2015 was a disruptive year for the traditional holiday shopping season - Senior Director Shawna Thayer discusses the significant changes
For decades, the holiday shopping season has become bigger, longer, and more aggressive (figuratively and literally). Holiday decorations began hitting the stores before Halloween, retail advertising ramped up considerably in November, and Black Friday was continually characterized by ever deeper discounts, extended shopping hours, bulging check-out lines, and the occasional in-store disaster. Retailers then added to the shopping frenzy with Cyber Monday promotions to capture the substantial growth in ecommerce. Though the formula was considered bellicose and antithetical to the season by some, it was a winning strategy that retailers could predict and plan against, and all the big players were utilizing the same fundamental rules to win consumers' holiday dollars.
But disruption in the retail marketplace has turned this traditional holiday retail model on its side in recent years, and 2015 may go down as the most disruptive holiday season in the industry. Not only did we see substantial changes in marketing, promotion, and execution strategies across retailers, financial results suggest that customers dramatically changed their response to retail holiday marketing this season.
Black Friday now comes in a variety of colors and the results are important to track as retailers plan their marketing budgets going forward.
The Many Colors of Black Friday in 2015
Today’s multichannel customer takes a different approach to holiday shopping and retailers offered a variety of options in 2015.
- Store Operating Hours: Retailers varied widely on operating hours this year, essentially drawing a line in the sand regarding the importance of Thanksgiving Day in-store sales.
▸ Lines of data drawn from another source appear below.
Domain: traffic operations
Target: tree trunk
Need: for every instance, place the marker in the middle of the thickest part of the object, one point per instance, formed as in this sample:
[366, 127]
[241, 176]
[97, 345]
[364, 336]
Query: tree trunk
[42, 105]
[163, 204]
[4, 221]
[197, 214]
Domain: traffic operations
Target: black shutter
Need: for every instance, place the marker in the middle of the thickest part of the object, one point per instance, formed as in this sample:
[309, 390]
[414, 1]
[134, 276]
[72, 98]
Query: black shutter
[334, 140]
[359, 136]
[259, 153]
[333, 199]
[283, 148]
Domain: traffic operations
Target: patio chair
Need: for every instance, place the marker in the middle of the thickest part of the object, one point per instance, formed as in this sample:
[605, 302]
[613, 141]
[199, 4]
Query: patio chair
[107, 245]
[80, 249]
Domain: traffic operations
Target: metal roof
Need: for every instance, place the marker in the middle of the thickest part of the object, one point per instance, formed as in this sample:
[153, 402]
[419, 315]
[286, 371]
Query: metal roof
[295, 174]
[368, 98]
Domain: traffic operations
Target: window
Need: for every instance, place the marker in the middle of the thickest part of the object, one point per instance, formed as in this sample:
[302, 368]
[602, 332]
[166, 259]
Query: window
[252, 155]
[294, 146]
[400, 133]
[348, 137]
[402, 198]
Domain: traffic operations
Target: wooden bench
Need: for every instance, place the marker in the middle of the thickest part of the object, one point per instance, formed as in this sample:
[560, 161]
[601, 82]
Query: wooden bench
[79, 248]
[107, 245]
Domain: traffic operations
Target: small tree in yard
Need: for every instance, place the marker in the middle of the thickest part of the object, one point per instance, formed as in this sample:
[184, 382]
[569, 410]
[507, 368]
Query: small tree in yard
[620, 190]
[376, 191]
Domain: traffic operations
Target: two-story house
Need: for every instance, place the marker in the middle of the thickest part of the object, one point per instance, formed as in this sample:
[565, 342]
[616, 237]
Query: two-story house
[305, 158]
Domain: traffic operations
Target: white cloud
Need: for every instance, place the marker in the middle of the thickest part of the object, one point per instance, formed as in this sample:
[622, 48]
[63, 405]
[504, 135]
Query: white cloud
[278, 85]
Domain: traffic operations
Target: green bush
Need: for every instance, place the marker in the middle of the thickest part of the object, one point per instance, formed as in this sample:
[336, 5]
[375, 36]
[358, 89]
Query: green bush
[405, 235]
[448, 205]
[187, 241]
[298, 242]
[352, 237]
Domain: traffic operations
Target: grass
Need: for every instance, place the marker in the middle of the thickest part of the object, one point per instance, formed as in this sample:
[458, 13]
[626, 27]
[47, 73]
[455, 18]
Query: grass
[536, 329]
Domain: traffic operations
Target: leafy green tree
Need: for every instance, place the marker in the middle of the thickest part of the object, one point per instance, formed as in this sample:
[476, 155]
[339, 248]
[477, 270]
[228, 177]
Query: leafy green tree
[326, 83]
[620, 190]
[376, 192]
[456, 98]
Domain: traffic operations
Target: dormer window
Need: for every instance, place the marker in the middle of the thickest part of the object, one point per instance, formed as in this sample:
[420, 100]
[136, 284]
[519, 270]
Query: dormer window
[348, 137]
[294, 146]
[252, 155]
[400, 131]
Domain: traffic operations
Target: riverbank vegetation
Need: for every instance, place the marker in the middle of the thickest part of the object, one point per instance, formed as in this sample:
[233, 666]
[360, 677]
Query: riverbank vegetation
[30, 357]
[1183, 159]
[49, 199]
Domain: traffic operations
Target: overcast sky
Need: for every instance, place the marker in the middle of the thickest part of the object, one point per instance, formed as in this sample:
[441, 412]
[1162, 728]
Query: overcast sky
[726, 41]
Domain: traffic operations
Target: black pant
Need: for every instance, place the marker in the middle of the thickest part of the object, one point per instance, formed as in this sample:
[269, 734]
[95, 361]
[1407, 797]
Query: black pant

On the one extreme, JC Penny opened their doors at 3PM on Thanksgiving Day (in my house, we haven’t even basted the turkey by that time). Many retailers opened a few hours later, with 5PM start times seeming most common. On the other extreme, several retailers publicized the fact that they were proudly closed on Thanksgiving Day (e.g., Nordstrom’s, Costco, Publix). REI even went as far as paying their employees to take Thanksgiving and Black Friday off to “Opt Outside.”
- Multichannel Options: One of the most notable changes this year was how retailers adapted their online and offline promotions strategy to align with new multichannel customer needs. Walmart’s approach exemplifies these changing dynamics – rather than offering various rollbacks on an hourly basis as in previous seasons, Walmart provided nearly all of their holiday promotions at once. While the Black Friday deals were not available in-store until 6 PM on Thanksgiving, savvy online shoppers could snatch up promotions online starting at 12:01 PST Thursday morning. As Walmart’s Chief Merchandising Officer, Steve Bratspies noted, “Our plan is fundamentally, make shopping easier for our customers.”
- Cyber Week: Retailers also leveraged very different strategies to extend the Cyber Monday deals all week, morphing from Cyber Monday to Cyber Week. Amazon called it “Cyber Monday Deals Week” with constantly changing promotions and products on sale for several days. Most of Best Buy and Kohl’s Cyber Monday deals remained in effect through December 5th as well. This extension may pay out big for the retailers that can afford to continue deep discounts for a few more days.
Shopper Response to the Holiday Rainbow
Overall, early reports suggest significant shifts for customer holiday spending. Preliminary estimates suggest that traditional brick-and-mortar retail sales fell by 5-10% over the holiday weekend, while ecommerce growth shattered expectations. According to ComScore, ecommerce grew 10% from last year at this time. In fact, Cyber Monday reached a huge milestone in 2015, generating over $3 billion in sales representing the heaviest ecommerce spending day in history. But the greatest growth came from mobile – preliminary estimates suggest that mobile commerce sales shot up 53% on Cyber Monday alone (totaling over $800 million). Given this new landscape, retailers will clearly need to re-think their traditional Black Friday strategies and offer up more “colorful” strategies to meet changing shopper needs.
At Analytic Partners, we look forward to measuring the short- and long-term impact of these retailing strategy shifts. The next few weeks of shopping will provide insights for our clients that can drive marketing, promotion, and operational strategies throughout the year. It’s an exciting time for retailers and shoppers alike.